Der Übergang vom typischen α-Granulum mit inneren dichten und äußeren weniger dichten Abschnitten zu einem δ-Granulum von etwa gleicher Größe mit einheitlicher, aber verringerter Dichte geht häufig mit einem allmählichen Verlust der morphologischen Integrität oder der Färbeintensität der Mitochondrien, des Golgi-Komplexes und der membranösen Komponenten des granulären endoplasmatischen Retikulums einher. Die intakten und lebensfähig erscheinenden Zellkerne sowie die geringe Anzahl freier Ribosomen und Ceroidkörperchen deuten darauf hin, dass die so genannten δ-Zellen auch im vermuteten Endstadium dieses Übergangs lebensfähig sind, d. h. wenn die sekretorischen Granula selbst nicht mehr sichtbar sind und alle zytoplasmatischen Organellen außer Ceroidkörnern und Ribosomen fehlen.
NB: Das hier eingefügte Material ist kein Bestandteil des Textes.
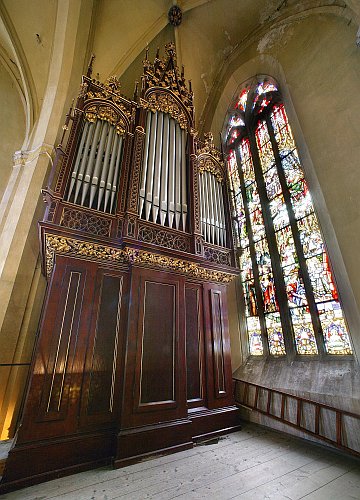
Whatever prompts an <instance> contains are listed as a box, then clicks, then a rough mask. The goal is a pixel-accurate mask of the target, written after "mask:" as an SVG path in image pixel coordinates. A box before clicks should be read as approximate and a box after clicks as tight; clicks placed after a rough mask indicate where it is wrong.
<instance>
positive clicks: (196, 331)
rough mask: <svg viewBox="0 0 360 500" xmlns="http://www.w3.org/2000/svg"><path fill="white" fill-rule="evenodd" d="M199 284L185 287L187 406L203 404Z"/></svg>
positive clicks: (203, 383)
mask: <svg viewBox="0 0 360 500" xmlns="http://www.w3.org/2000/svg"><path fill="white" fill-rule="evenodd" d="M201 298H202V295H201V286H200V285H192V286H190V285H187V286H186V288H185V307H186V323H185V324H186V369H187V377H186V380H187V401H188V407H190V408H192V407H196V406H200V405H203V404H204V402H205V401H204V396H205V395H204V392H205V384H204V377H205V366H204V364H205V359H204V334H203V322H202V300H201Z"/></svg>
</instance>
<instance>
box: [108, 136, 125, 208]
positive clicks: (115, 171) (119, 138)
mask: <svg viewBox="0 0 360 500" xmlns="http://www.w3.org/2000/svg"><path fill="white" fill-rule="evenodd" d="M122 142H123V138H122V137H121V136H120V137H119V146H118V150H117V157H116V166H115V172H114V177H113V179H112V188H111V201H110V213H111V212H112V211H113V206H114V201H115V195H116V191H117V186H118V182H119V170H120V160H121V151H122ZM106 205H107V204H106V203H105V207H106Z"/></svg>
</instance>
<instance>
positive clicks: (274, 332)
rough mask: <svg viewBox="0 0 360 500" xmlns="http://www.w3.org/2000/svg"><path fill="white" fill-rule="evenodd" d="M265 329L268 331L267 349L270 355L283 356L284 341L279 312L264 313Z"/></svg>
mask: <svg viewBox="0 0 360 500" xmlns="http://www.w3.org/2000/svg"><path fill="white" fill-rule="evenodd" d="M265 323H266V330H267V333H268V342H269V351H270V354H271V355H272V356H284V354H286V351H285V343H284V336H283V331H282V326H281V319H280V314H279V313H271V314H266V315H265Z"/></svg>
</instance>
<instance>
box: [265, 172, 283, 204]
mask: <svg viewBox="0 0 360 500" xmlns="http://www.w3.org/2000/svg"><path fill="white" fill-rule="evenodd" d="M264 181H265V187H266V193H267V195H268V198H269V200H272V199H273V198H275V196H278V195H280V194H281V193H282V189H281V184H280V180H279V176H278V173H277V169H276V167H272V168H270V169H269V170H268V171H267V172H266V173H265V174H264Z"/></svg>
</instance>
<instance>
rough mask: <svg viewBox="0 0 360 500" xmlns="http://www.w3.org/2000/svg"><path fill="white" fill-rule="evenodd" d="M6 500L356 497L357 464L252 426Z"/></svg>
mask: <svg viewBox="0 0 360 500" xmlns="http://www.w3.org/2000/svg"><path fill="white" fill-rule="evenodd" d="M2 498H3V499H4V500H5V499H6V500H15V499H18V500H50V499H58V500H110V499H124V500H125V499H127V500H145V499H156V500H170V499H173V498H176V499H179V500H180V499H182V500H185V499H186V500H188V499H200V498H202V499H204V498H206V499H208V500H212V499H213V500H226V499H233V498H234V499H235V498H236V499H241V500H247V499H248V500H260V499H276V500H282V499H287V500H300V499H306V500H330V499H334V500H346V499H360V462H359V460H356V459H355V458H352V457H347V456H345V455H342V454H340V453H337V452H335V451H332V450H329V449H326V448H325V447H320V446H317V445H314V444H312V443H309V442H307V441H302V440H300V439H296V438H293V437H291V436H289V435H287V434H280V433H278V432H275V431H271V430H268V429H265V428H263V427H260V426H256V425H255V424H245V425H244V426H243V430H242V431H239V432H236V433H233V434H229V435H227V436H224V437H222V438H219V439H218V440H213V441H209V442H208V443H202V444H200V445H197V446H195V447H194V448H193V449H191V450H186V451H183V452H180V453H176V454H173V455H166V456H159V457H156V458H153V459H150V460H144V461H143V462H140V463H138V464H135V465H131V466H129V467H125V468H123V469H116V470H113V469H110V468H102V469H96V470H92V471H87V472H82V473H80V474H76V475H73V476H69V477H65V478H62V479H56V480H54V481H49V482H48V483H43V484H40V485H36V486H32V487H30V488H25V489H23V490H19V491H16V492H13V493H8V494H6V495H4V496H3V497H2Z"/></svg>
In Ermangelung physiologischer Daten, die den δ-Zellen eine Funktion zuweisen, und in Ermangelung zwingenderer morphologischer Beweise für einen separaten Zelltyp hofft man, dass die hier dargelegte Darstellung eines wahrscheinlichen Übergangs von α-Zellen zu δ-Zellen als die wahrscheinlichste Erklärung für die dritte granuläre Zelle von Bloom beim Menschen akzeptiert wird. Die Bedeutung dieser lebensfähigen, aber veränderten α-Zellen ist nicht bekannt. Obwohl α- und β-Zellen einzeln oder in kleinen Clustern in den Azini und Gängen vorkommen können, wurden in keiner der vier untersuchten Pankreasproben Zwischenformen zwischen Azinus- und Inselzellen bzw. Gang- und Inselzellen gesehen, wie von Nakamura und Yokote (4) vorgeschlagen worden war.
Interessenkonflikt
Die Autoren erklären, dass es keinen Interessenkonflikt in Bezug auf die Veröffentlichung dieser Arbeit gibt.
Dankbarkeit
L. A. Romano erhielt Produktivitätsforschungsstipendien vom brasilianischen Forschungsrat CNPq (Prozess Nr. PQ 301002/2012-6).